Little background info for you. I never intended to start climbing even though I have played with saws for 35 years. But in the last 4 or 5 years, a lot of my friends and family keep asking me to get up there and trim this, or cut that , so I would end up on a ladder 20' up and you just cannot keep the limbs from hitting the ladder. Too many close calls. Had the ladder ripped from under me a year ago. Amazing how long you can hang when you do not want to fall. I said no more till I get some gear. Now I just take my time going up and it feels a lot more controlled. I have been following this site for at least a year, mostly about saws, but also about climbing. Got Jeff Jepson's Tree Climbers Companion, advice from this site, good read, been through it 3 times.


----------



## minuteman tree (Dec 29, 2011)

Sounds like you and I got started the same way. We had a tornado up here in June, and I had all kinds of people asking for help. Didn't feel safe on a ladder, so I bought some gear and went to work. I take my time and if I don't like the way something looks, I don't do it.


----------



## MISteve (Dec 29, 2011)

I have done 7 removals since I got my gear. You would have thought any tree that is a single trunk would be easy to climb. I am finding out different in a hurry. Two things I know now: I have a lot to learn, and there sure are a lot of ways for things to go wrong. One more thing, cold trees do not want to let go of my spikes.


----------



## minuteman tree (Dec 29, 2011)

Trees sure look different from the giround.


----------



## Tree Pig (Dec 29, 2011)

MISteve said:


> I have done 7 removals since I got my gear. You would have thought any tree that is a single trunk would be easy to climb. I am finding out different in a hurry. Two things I know now: I have a lot to learn, and there sure are a lot of ways for things to go wrong. One more thing, cold trees do not want to let go of my spikes.

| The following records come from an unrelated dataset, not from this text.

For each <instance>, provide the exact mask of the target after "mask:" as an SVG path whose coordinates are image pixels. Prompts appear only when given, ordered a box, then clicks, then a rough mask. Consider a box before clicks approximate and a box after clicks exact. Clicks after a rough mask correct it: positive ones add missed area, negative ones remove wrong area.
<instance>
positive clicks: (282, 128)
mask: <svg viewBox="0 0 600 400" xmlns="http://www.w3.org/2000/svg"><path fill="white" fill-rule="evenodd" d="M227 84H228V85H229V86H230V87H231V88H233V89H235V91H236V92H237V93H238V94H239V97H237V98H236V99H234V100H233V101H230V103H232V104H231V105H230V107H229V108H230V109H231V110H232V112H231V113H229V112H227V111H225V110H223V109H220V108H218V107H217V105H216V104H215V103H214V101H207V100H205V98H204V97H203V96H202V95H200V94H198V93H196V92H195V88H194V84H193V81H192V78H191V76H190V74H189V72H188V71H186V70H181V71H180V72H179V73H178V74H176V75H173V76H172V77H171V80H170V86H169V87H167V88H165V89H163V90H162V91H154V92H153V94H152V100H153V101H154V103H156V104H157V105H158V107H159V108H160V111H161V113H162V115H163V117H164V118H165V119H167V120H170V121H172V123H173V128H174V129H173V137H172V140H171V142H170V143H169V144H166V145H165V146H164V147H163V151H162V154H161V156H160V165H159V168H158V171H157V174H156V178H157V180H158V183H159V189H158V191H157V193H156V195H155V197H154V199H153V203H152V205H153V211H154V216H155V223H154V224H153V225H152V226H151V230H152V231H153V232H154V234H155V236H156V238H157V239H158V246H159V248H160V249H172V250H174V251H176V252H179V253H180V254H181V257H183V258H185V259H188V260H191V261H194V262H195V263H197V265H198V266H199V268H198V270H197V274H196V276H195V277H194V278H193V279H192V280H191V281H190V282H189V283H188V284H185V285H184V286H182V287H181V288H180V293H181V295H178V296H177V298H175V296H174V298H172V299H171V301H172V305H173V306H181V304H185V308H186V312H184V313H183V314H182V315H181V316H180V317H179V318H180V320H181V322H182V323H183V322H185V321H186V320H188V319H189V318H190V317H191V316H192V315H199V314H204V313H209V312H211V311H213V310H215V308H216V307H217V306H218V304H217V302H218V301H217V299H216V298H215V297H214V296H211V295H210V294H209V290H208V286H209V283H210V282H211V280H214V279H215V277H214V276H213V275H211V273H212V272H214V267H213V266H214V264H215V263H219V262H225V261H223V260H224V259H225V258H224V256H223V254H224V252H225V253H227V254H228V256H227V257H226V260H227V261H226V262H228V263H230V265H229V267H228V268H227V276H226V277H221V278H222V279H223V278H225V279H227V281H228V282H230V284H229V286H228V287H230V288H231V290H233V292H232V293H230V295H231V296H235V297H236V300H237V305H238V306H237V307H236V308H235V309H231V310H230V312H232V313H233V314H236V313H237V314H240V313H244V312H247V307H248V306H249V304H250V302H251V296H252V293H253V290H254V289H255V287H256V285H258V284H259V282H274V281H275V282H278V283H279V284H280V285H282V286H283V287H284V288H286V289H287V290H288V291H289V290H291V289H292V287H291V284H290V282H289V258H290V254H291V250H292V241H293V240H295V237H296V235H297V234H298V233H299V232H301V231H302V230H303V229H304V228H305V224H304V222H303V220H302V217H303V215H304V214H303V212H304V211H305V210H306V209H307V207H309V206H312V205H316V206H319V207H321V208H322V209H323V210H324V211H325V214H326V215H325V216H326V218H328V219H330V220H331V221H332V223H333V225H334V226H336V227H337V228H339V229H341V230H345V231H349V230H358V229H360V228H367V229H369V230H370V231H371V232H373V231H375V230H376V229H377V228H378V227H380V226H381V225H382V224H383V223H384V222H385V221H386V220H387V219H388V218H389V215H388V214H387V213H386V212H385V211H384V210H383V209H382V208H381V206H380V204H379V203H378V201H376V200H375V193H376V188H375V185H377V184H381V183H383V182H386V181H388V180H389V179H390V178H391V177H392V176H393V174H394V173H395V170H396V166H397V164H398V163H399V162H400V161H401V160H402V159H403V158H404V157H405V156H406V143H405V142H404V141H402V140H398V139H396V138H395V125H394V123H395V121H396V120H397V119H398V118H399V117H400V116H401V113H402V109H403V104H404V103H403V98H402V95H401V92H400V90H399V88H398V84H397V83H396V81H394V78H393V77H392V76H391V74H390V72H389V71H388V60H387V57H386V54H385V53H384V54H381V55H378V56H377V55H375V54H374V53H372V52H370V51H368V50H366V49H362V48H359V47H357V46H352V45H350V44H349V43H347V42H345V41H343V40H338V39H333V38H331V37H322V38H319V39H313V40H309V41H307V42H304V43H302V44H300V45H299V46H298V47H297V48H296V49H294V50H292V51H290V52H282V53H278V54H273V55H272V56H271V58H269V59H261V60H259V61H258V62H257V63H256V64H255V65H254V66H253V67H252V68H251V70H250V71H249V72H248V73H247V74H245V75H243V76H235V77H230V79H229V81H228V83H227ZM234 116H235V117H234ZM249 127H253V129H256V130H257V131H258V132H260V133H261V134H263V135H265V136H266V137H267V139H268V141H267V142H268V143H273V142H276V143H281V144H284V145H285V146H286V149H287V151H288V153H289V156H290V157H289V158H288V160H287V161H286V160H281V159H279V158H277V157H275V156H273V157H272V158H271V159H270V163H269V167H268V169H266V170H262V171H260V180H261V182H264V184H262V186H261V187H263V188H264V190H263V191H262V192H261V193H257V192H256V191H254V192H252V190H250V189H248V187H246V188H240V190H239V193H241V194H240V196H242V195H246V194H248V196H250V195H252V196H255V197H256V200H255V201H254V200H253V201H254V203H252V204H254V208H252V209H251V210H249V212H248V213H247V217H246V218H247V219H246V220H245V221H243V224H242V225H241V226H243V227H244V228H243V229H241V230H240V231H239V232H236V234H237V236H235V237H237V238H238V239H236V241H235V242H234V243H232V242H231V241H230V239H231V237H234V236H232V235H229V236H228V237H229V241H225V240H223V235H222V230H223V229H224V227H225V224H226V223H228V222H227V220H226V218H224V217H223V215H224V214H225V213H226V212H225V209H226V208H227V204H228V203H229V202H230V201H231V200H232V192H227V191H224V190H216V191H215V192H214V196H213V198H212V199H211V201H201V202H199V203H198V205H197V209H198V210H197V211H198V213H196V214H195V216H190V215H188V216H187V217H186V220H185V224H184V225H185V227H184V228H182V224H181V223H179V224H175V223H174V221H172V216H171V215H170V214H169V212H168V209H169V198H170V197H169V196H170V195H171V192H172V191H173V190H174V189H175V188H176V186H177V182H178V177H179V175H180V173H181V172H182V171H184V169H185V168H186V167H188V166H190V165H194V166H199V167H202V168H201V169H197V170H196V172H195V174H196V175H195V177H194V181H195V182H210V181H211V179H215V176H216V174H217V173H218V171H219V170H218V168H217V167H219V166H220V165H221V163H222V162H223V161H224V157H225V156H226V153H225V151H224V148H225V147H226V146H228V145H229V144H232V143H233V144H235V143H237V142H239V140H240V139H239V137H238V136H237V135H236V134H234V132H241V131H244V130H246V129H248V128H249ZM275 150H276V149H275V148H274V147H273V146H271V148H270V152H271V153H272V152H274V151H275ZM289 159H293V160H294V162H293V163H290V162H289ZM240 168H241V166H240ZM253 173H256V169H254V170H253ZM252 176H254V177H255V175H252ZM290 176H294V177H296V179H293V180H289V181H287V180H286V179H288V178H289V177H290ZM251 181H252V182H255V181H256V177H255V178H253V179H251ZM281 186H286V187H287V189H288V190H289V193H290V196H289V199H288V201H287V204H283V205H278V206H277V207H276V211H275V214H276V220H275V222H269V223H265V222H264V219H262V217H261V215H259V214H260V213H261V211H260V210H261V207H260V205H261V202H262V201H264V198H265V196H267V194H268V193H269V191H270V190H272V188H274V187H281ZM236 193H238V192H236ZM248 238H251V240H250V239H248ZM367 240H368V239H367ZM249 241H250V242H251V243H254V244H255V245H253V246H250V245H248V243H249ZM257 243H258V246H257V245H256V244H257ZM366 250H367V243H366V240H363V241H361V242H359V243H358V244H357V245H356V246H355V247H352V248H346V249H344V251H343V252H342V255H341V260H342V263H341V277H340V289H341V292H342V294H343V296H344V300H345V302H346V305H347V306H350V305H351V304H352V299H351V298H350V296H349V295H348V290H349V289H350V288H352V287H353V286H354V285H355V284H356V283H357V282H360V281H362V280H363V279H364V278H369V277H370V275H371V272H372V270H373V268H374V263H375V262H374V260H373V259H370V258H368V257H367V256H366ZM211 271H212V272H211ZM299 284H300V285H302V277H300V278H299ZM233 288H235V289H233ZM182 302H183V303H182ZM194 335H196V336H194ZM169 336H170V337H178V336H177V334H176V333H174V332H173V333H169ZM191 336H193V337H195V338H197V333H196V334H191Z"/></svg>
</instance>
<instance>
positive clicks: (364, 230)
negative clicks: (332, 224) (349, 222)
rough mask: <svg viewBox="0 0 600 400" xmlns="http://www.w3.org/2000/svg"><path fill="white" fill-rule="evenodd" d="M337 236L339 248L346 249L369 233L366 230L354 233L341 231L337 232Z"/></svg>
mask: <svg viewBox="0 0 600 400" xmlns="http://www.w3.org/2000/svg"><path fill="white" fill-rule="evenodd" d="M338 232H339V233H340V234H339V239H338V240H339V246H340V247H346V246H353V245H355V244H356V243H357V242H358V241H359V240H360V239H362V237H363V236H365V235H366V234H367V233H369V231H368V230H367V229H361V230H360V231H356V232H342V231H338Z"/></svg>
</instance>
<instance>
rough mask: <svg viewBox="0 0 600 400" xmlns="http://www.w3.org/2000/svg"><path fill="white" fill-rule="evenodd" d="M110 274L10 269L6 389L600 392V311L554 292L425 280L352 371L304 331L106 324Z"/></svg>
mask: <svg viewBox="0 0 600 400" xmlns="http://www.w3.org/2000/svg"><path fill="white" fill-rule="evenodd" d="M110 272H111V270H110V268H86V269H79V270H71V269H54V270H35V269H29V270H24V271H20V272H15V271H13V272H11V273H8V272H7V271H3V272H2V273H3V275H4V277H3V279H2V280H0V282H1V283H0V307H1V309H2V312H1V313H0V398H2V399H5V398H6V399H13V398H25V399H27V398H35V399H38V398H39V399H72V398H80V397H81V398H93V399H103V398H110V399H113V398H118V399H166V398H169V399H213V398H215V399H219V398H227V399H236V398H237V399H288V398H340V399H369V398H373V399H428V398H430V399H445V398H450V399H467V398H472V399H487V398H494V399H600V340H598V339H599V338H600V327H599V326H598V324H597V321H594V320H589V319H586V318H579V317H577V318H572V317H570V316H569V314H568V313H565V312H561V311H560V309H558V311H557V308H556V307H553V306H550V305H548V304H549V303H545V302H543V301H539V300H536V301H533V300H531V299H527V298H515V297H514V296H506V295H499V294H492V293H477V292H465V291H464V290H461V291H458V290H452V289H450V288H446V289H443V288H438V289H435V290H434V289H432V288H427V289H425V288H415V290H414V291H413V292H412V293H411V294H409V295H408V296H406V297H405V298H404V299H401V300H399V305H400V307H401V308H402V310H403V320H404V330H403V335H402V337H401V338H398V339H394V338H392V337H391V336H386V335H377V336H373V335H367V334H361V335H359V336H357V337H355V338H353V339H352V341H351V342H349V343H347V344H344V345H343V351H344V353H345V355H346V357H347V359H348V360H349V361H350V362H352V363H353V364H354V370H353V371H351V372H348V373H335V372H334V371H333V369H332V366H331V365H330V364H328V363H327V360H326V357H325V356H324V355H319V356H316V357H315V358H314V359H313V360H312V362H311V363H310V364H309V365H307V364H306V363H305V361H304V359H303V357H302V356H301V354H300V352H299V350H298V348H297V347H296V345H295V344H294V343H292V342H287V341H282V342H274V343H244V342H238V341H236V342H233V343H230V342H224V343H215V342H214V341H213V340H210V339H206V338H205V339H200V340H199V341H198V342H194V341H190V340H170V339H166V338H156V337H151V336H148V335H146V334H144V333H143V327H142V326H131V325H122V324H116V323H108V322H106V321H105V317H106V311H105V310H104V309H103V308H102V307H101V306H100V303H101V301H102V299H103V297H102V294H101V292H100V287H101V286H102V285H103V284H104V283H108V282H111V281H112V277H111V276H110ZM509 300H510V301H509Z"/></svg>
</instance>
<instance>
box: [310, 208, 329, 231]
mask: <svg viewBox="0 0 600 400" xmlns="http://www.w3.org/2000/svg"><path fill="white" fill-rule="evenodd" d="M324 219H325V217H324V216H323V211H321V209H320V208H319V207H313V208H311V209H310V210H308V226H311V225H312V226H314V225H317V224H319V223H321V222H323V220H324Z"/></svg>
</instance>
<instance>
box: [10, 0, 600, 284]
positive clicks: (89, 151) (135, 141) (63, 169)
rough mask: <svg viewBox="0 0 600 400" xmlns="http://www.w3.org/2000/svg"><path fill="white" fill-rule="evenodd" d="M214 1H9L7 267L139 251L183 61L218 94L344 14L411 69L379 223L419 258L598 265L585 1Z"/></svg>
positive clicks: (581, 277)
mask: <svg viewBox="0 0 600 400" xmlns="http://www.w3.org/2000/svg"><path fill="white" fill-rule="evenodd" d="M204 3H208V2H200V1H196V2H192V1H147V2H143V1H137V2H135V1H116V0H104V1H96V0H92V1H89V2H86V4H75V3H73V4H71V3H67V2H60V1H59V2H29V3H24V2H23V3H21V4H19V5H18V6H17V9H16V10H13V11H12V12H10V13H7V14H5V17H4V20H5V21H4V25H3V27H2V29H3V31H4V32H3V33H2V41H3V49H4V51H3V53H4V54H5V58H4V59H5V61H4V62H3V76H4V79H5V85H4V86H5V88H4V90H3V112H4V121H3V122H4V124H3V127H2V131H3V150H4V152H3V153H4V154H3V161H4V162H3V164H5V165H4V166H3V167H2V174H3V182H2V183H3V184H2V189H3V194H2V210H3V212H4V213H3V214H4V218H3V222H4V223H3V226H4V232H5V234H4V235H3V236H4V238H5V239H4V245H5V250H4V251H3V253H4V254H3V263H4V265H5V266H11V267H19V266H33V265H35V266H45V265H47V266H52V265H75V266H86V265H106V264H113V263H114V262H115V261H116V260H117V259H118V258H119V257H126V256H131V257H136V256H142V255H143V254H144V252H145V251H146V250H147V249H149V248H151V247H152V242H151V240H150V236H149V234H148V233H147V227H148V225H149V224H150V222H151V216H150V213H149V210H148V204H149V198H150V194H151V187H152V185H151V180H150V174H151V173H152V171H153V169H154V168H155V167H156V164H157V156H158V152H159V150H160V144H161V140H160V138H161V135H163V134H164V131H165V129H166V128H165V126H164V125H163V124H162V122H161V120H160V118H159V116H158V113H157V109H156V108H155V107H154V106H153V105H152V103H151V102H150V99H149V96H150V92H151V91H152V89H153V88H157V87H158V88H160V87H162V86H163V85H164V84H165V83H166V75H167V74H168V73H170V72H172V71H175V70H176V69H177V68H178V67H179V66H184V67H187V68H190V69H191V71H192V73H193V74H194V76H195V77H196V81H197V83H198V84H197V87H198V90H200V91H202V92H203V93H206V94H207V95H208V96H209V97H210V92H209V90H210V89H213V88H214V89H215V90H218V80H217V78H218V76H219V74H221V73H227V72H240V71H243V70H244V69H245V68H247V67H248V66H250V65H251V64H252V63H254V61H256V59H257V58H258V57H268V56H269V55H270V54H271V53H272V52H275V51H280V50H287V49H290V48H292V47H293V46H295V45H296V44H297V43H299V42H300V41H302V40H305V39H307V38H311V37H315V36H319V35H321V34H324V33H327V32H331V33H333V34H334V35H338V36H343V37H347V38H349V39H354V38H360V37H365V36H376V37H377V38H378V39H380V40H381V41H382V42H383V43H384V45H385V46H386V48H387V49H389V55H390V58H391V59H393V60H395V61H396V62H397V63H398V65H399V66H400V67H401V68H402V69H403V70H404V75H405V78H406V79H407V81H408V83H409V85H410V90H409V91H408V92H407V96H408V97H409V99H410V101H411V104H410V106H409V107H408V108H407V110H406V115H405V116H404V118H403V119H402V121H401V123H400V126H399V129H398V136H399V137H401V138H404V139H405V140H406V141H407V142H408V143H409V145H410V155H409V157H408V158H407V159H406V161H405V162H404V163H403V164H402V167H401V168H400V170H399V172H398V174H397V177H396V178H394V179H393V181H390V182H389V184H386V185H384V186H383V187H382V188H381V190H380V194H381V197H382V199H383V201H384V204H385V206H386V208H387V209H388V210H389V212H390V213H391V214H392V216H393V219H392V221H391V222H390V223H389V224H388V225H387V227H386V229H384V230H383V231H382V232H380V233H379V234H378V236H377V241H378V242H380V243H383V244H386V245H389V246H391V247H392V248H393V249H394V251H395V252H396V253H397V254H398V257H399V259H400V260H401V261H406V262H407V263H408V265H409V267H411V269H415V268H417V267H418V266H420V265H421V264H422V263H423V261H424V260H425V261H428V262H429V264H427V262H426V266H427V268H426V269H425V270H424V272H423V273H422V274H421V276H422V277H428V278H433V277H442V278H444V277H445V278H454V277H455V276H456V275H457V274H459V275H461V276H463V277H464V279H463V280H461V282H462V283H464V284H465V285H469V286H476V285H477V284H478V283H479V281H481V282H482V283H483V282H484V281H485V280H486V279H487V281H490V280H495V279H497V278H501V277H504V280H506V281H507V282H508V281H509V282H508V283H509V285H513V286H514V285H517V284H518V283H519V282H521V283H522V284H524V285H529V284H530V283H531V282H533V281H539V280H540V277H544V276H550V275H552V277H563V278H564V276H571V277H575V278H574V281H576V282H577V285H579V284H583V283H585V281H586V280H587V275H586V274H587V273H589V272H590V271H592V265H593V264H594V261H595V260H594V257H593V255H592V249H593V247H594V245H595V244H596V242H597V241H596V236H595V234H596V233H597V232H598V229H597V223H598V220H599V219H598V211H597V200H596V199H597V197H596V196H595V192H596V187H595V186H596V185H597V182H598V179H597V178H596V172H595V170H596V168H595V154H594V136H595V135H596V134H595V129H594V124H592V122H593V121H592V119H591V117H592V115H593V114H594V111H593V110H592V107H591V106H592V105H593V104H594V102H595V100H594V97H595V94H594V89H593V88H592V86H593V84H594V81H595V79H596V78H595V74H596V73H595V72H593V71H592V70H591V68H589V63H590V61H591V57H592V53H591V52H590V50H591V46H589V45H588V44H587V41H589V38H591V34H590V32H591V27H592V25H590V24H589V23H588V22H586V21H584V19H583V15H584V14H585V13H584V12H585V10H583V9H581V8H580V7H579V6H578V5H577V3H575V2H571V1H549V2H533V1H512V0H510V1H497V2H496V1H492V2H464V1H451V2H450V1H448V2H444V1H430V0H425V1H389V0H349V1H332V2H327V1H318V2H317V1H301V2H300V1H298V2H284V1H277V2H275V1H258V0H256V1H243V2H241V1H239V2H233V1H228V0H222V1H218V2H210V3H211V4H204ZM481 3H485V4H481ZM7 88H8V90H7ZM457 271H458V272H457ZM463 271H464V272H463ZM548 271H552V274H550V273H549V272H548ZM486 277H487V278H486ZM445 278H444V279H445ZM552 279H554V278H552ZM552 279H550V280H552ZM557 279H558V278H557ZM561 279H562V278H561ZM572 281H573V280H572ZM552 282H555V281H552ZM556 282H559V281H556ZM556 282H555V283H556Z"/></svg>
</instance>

Start a small fire around the tree before you start... warms the tree up and gives you a real good reason to work faster. All joking aside, one mistake many new climbers make is driving the spikes in too hard. Not sure if you do this but once you get use to just letting the spikes do the work it does get easier. Of course thats easy to say for us fat guys.


----------



## MISteve (Dec 30, 2011)

Interesting point. I do make an effort to set my spikes firmly. There is only 150 lbs of me, so I was driving them with authority. Mine are Buckinghams at 2 3/4 inch. Will I ever need a different length? And which side of the tree is best to start the fire? Maybe the north, I can burn of the moss while I am at it. I have one or two trees to do this winter, both are Norway pines.


----------